“I have three kids who are not vaccinated,” she said. “It’s really hard because they can’t have friends over for play dates, right? They just can’t. It’s not OK. So here I am doing it — that’s sort of frustrating for them.”
Hosting a friend indoors is just one of “dozens of points of re-entry,” said Ellen Hendriksen, a clinical psychologist in Boston and the author of “How to Be Yourself: Quiet Your Inner Critic and Rise Above Social Anxiety.”
You might start out by taking public transportation once a week, for example, or visiting the grocery store more often. Eventually, you might gradually work your way up to something like a wedding or a graduation.
This is assuming, of course, that you want to do these things.
If you don’t yet, that’s OK. But it’s best to address your worries if they are preventing you from living the way that you want to live, or keeping you from activities that give your life meaning and purpose.
Anxiety is maintained by avoidance and driven by uncertainty, Dr.

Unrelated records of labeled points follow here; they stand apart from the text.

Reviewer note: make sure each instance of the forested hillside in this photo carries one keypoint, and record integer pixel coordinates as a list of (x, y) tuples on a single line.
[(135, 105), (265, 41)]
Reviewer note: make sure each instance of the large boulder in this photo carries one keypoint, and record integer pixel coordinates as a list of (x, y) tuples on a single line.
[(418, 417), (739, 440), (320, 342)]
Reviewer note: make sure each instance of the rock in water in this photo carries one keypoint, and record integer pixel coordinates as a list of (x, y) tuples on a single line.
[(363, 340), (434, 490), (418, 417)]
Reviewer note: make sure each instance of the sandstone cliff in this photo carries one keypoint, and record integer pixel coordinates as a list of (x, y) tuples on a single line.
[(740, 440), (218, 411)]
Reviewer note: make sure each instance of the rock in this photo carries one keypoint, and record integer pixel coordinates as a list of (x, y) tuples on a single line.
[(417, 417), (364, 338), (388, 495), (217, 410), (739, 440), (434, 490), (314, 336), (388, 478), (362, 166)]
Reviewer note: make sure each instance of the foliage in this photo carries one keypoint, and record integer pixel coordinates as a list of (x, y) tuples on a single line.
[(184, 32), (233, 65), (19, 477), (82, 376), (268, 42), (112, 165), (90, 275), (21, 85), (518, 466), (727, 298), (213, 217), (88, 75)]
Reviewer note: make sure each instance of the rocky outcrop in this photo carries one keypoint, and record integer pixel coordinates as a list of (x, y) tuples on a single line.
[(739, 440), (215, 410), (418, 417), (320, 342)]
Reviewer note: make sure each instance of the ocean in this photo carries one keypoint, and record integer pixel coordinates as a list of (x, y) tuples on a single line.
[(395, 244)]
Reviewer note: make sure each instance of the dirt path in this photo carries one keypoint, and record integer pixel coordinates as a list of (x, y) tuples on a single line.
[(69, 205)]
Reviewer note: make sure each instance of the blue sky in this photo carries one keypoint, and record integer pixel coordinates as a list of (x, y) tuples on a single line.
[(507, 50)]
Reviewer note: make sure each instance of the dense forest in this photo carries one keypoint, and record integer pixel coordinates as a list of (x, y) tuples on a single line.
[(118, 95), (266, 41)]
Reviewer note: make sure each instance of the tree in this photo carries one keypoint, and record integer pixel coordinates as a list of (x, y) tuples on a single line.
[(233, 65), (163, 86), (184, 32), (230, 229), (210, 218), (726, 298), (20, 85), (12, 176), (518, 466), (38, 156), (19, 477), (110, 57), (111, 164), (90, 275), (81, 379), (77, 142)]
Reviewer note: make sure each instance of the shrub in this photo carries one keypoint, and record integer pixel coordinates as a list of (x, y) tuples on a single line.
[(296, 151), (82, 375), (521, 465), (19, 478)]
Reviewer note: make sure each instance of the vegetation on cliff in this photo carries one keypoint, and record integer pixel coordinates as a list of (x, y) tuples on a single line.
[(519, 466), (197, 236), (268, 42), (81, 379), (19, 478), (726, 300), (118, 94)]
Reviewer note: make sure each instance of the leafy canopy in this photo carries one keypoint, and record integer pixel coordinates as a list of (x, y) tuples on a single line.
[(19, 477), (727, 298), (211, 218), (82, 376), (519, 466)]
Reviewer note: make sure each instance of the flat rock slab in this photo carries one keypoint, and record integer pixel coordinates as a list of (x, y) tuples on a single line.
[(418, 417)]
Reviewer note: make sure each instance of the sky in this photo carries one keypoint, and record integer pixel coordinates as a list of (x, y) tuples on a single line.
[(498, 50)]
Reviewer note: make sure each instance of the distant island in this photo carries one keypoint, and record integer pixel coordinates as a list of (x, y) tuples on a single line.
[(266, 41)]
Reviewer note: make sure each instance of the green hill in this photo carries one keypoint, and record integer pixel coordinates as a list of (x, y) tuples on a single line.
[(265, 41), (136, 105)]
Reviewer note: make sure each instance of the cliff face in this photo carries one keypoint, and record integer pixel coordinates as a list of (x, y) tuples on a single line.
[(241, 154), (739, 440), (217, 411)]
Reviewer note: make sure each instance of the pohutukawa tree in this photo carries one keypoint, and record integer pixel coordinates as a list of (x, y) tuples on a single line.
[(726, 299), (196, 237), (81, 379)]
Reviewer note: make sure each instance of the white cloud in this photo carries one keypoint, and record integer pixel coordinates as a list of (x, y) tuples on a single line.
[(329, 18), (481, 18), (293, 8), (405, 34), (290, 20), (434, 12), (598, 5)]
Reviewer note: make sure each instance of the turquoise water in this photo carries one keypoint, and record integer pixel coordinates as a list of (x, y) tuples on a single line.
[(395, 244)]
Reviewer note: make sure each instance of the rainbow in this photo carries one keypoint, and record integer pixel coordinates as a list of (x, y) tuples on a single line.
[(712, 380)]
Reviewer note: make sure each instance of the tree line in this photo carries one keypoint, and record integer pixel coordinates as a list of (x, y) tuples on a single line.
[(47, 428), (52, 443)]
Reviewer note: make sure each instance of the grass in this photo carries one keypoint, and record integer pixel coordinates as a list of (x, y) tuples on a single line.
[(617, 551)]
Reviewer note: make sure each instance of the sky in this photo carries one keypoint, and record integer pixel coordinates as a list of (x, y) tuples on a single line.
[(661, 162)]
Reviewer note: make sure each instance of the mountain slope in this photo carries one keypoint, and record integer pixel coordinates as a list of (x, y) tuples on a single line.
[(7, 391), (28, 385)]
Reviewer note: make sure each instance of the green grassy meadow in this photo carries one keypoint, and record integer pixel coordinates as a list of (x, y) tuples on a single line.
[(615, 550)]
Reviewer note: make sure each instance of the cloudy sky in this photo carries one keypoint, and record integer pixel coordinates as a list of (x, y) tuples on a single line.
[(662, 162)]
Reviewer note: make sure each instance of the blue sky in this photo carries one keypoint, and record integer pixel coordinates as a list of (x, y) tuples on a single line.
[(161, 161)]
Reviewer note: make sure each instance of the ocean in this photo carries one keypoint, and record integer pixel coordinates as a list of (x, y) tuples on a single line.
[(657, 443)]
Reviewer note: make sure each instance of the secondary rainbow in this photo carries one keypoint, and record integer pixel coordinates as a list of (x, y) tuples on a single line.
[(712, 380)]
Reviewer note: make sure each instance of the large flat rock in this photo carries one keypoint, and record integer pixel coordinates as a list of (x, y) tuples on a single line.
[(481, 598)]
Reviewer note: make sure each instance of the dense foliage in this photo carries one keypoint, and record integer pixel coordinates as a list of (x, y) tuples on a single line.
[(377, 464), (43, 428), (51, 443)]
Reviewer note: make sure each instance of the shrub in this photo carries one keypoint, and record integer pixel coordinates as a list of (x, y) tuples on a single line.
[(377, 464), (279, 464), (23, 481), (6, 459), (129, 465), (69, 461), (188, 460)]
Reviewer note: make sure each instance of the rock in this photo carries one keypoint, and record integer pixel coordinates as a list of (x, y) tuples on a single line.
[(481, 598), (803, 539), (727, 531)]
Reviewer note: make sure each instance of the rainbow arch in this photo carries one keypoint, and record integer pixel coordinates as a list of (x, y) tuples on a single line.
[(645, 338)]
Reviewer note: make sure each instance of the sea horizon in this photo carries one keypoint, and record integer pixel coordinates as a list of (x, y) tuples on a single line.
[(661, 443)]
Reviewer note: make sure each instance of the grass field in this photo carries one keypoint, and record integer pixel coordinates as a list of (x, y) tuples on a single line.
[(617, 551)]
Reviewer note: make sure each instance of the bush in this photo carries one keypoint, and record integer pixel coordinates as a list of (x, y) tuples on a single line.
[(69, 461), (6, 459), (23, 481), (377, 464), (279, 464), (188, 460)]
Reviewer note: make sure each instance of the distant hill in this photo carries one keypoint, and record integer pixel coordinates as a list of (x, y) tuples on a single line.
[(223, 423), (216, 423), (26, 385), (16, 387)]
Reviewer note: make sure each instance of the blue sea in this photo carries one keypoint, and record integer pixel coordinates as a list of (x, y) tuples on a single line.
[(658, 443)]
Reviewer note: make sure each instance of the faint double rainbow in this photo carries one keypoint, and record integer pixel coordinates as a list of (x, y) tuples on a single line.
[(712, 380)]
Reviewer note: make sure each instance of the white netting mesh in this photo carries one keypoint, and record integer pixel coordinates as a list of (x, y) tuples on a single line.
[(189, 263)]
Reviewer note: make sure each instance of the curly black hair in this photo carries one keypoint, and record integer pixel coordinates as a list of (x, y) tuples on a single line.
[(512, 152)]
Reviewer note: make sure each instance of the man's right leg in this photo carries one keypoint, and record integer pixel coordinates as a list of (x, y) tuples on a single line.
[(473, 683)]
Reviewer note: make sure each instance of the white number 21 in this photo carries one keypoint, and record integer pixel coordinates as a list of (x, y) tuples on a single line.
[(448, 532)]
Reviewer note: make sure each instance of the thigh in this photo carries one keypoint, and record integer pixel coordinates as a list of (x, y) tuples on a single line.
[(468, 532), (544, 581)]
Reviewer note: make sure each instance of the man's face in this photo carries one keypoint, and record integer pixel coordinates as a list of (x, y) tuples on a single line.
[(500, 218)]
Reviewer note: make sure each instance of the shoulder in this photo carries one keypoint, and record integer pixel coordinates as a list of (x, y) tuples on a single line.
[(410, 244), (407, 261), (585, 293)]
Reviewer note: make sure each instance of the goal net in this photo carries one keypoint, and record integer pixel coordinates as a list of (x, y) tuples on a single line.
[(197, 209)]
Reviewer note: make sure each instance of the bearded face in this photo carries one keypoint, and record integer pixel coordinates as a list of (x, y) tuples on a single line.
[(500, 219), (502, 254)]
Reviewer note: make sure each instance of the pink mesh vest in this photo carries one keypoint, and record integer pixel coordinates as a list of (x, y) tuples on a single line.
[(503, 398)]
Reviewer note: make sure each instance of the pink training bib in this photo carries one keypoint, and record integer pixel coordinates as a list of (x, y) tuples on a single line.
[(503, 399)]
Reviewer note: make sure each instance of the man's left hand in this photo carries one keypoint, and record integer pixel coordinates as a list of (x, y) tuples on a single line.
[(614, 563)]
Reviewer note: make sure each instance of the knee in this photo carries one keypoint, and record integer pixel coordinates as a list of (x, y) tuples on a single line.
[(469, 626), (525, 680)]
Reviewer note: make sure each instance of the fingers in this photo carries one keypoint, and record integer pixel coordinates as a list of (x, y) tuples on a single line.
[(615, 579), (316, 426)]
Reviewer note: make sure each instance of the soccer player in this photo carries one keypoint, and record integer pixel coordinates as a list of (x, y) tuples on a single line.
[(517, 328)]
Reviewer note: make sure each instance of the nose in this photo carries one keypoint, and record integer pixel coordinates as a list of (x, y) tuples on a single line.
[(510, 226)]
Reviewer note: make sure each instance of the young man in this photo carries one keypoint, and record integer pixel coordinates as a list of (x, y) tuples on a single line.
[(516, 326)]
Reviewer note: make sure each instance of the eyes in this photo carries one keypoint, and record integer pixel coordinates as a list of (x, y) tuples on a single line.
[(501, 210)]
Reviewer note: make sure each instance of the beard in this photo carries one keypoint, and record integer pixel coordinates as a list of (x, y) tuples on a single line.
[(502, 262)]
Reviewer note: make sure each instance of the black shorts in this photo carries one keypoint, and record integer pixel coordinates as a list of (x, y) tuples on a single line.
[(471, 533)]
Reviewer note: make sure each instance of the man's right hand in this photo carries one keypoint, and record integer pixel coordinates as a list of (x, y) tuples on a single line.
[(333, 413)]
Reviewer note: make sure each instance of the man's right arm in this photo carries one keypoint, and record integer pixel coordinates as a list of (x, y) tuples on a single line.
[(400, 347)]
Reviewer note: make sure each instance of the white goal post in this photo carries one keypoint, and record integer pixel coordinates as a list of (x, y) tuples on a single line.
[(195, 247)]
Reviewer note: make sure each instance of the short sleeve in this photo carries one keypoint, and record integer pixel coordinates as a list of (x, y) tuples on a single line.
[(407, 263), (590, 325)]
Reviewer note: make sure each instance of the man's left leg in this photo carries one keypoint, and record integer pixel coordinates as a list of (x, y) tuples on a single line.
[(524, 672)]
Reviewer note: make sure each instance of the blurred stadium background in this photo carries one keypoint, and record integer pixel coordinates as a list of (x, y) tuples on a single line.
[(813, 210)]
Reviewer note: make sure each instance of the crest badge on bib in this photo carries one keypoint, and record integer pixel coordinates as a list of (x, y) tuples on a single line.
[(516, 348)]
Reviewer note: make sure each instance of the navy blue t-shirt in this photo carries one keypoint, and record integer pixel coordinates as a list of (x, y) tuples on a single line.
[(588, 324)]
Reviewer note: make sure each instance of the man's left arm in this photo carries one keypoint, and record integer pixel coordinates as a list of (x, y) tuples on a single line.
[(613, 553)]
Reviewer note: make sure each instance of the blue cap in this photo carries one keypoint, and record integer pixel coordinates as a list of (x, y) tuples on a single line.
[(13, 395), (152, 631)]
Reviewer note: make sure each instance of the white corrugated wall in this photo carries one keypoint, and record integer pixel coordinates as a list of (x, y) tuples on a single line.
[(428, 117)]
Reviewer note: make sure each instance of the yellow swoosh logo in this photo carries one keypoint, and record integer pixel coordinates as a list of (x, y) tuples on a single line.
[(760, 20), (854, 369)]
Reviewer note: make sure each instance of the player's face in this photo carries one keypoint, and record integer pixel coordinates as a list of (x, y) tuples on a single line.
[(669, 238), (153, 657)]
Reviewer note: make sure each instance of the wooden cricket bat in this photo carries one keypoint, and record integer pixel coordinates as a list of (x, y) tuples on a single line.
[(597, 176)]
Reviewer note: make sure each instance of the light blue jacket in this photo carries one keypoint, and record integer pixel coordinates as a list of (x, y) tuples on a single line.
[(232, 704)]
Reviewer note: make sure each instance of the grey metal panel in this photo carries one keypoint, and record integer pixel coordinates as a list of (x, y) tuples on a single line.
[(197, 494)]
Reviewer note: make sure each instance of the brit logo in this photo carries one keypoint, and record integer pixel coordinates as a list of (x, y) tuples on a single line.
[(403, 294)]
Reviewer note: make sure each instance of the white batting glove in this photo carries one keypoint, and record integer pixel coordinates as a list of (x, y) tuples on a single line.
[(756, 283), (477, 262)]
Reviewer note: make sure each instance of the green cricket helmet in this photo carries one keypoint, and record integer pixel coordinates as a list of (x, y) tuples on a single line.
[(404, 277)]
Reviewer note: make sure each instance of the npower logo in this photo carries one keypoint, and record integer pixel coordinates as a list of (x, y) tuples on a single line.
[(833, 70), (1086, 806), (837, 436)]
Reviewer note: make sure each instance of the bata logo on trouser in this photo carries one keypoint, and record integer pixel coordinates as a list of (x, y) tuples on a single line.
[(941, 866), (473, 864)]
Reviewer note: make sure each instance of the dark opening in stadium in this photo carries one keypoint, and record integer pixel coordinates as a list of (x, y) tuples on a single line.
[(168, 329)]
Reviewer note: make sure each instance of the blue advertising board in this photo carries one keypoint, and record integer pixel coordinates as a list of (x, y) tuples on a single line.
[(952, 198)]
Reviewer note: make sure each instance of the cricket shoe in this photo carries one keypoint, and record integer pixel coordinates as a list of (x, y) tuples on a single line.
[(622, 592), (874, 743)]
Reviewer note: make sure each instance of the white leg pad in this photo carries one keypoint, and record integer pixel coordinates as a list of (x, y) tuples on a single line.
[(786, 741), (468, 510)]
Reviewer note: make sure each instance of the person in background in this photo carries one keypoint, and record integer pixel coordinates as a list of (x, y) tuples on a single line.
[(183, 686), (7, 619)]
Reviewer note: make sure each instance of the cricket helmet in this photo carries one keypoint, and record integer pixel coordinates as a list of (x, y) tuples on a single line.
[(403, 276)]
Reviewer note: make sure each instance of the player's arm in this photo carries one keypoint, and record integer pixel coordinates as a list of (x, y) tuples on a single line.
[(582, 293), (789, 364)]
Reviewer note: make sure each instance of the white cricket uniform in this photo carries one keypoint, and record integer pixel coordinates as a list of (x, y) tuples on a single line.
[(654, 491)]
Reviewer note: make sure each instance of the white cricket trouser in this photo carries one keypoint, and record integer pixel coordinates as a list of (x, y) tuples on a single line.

Hendriksen said.
Don’t wait for the anxiety to go away.
As long as things you want to do are considered safe or very low risk, don’t wait until the day when you have zero anxiety about doing them.
“Feeling anxious doesn’t mean you’re in danger, doesn’t mean something is wrong,” Dr. Hendriksen said. In fact, she added, it is a normal part of entering post-pandemic life.
It can be helpful to engage in calming, validating self-talk, suggested Lina Perl, a clinical psychologist in New York City. Speak to yourself in a safe, reassuring voice, much like an encouraging parent might do with their child on the first day of school.